README.md

# DistAgent

Elixir framework to run distributed, fault-tolerant variant of `Agent`.

- [API Documentation](https://hexdocs.pm/dist_agent/)
- [Hex package information](https://hex.pm/packages/dist_agent)

[![Hex.pm](http://img.shields.io/hexpm/v/dist_agent.svg)](https://hex.pm/packages/dist_agent)
[![Build Status](https://travis-ci.org/skirino/dist_agent.svg)](https://travis-ci.org/skirino/dist_agent)
[![Coverage Status](https://coveralls.io/repos/github/skirino/dist_agent/badge.svg?branch=master)](https://coveralls.io/github/skirino/dist_agent?branch=master)

# Overview

`dist_agent` is an Elixir library (or framework) to run many "distributed agent"s within a cluster of ErlangVM nodes.
"Distributed agent" has the followings in common with Elixir's [`Agent`](https://hexdocs.pm/elixir/Agent.html):

- support for arbitrary data structure
- synchronous communication pattern

On the other hand, "distributed agent" offers the following features:

- synchronous state replication within multiple nodes for fault tolerance
- location transparency using logical agent IDs
- automatic placement and migration of processes for load balancing and failover
- agent lifecycle management (activated at 1st command, deactivated after a period of inactivity)
- upper limit ("quota") on number of distributed agents for multi-tenant use cases
- optional rate limiting on incoming messages to each distributed agent
- low-resolution timer, similar to `GenServer`'s `:timeout`, for distributed agents

# Concepts

- Distributed agent
    - Distributed agent represents a state and its associated behaviour.
      It can also take autonomous actions using the tick mechanism (explained below).
    - Each distributed agent is identified by the following triplet:
        - `quota_name`: a `String.t` that specifies the quota which this distributed agent belongs to
        - `module`: a callback module of `DistAgent.Behaviour`
        - `key`: an arbitrary `String.t` that uniquely identify the distributed agent within the same `quota_name` and `module`
    - Behaviour of a distributed agent is defined by the `module` part of its identity.
        - The callbacks are divided into "pure" ones and "side-effecting" ones.
    - Distributed agent is "activated" (initialized) when `DistAgent.command/5` is called with a nonexisting ID.
    - Distributed agent is "deactivated" (removed from memory) when it's told to do so by the callback.
- Quota
    - Quota defines an upper limit of number of distributed agents that can run within it (soft limit).
    - Each quota is identified by a `quota_name` (`String.t`).
    - Each distributed agent belongs to exactly one quota; quota must be created before activating distributed agents within it.
- Tick
    - Ticks are periodic events which all distributed agents receive.
    - Ticks are emitted by a limited number of dedicated processes (whose sole task is to periodically emit ticks),
      thus reducing number of timers that have to be maintained.
    - Each distributed agent specifies "what to do on the subsequent ticks" in callback's return value:
        1. do nothing
        1. trigger timeout after the specified number of ticks (i.e., use it as a low-resolution timer).
        1. deactivate itself when it has received the specified number of ticks without client commands

# Design

## Raft protocol and libraries

`dist_agent` heavily depends on [Raft consensus protocol](https://raft.github.io/) for synchronous replication
and failover.
The core protocol is implemented in [`rafted_value`](https://github.com/skirino/rafted_value) and
the cluster management and fault tolerance mechanism are provided by [`raft_fleet`](https://github.com/skirino/raft_fleet).

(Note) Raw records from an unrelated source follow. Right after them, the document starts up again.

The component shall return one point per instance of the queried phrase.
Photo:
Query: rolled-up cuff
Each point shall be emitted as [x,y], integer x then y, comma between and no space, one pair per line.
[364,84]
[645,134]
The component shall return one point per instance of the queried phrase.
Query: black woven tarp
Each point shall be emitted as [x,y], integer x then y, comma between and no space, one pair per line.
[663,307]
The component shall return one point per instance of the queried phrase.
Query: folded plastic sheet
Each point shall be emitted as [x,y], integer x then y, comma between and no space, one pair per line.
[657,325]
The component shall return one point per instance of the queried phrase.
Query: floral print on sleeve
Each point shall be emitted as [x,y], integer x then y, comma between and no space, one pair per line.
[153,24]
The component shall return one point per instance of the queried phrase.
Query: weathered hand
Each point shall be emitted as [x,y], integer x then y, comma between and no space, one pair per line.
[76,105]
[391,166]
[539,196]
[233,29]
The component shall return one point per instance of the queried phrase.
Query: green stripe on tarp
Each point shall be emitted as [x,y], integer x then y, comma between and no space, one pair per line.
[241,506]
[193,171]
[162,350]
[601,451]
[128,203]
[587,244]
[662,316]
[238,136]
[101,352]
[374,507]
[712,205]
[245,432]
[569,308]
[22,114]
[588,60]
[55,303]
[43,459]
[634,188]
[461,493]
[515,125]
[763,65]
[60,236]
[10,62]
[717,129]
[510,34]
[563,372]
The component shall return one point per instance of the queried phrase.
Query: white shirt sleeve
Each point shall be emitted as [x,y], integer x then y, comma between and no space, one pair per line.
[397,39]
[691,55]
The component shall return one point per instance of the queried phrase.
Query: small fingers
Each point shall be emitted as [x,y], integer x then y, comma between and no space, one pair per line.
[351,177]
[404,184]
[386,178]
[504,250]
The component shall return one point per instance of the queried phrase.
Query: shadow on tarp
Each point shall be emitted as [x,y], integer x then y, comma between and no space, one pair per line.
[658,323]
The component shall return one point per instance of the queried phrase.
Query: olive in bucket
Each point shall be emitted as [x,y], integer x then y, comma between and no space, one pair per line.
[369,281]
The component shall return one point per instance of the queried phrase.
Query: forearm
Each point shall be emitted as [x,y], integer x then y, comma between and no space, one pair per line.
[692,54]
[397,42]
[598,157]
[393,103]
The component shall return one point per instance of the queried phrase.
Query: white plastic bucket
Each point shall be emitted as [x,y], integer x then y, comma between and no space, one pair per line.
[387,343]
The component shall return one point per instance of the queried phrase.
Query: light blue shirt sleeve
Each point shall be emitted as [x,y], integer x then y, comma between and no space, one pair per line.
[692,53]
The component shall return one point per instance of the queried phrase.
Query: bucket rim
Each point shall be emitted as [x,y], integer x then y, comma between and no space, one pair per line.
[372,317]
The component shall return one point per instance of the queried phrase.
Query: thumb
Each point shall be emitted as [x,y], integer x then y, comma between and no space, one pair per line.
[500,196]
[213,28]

Although Raft consensus groups provide an important building block for distributed agents,
it's unclear how we should map the concept of "distributed agent"s to consensus groups.
It can be easily seen that the following 2 extremes are not optimal for wide range of use cases:

- only 1 consensus group for all distributed agents
    - Not scalable for large number of agents; obviously the leader process becomes the bottleneck.
- consensus group (which typically consists of 3 processes in 3 nodes) per distributed agent
    - Cost for timers and healthchecks scales linearly with number of consensus groups;
      for many agents, CPU resources are wasted by just maintaining consensus groups.

And (of course) number of distributed agents in a system changes over time.
We take an approach that

- each consensus group hosts multiple distributed agents, and
- number of consensus groups is dynamically adjusted according to the current load.

This dynamic "sharding" of distributed agents and also the agent ID-based data model
are defined by [`raft_kv`](https://github.com/skirino/raft_kv).
This design may introduce a potential problem:
a distributed agent can be blocked by a long-running operation of another agent
which happened to reside in the same consensus group.
It is the responsibility of implementers of the callback modules for distributed agents
to ensure that handlers of query/command/timeout don't take long time.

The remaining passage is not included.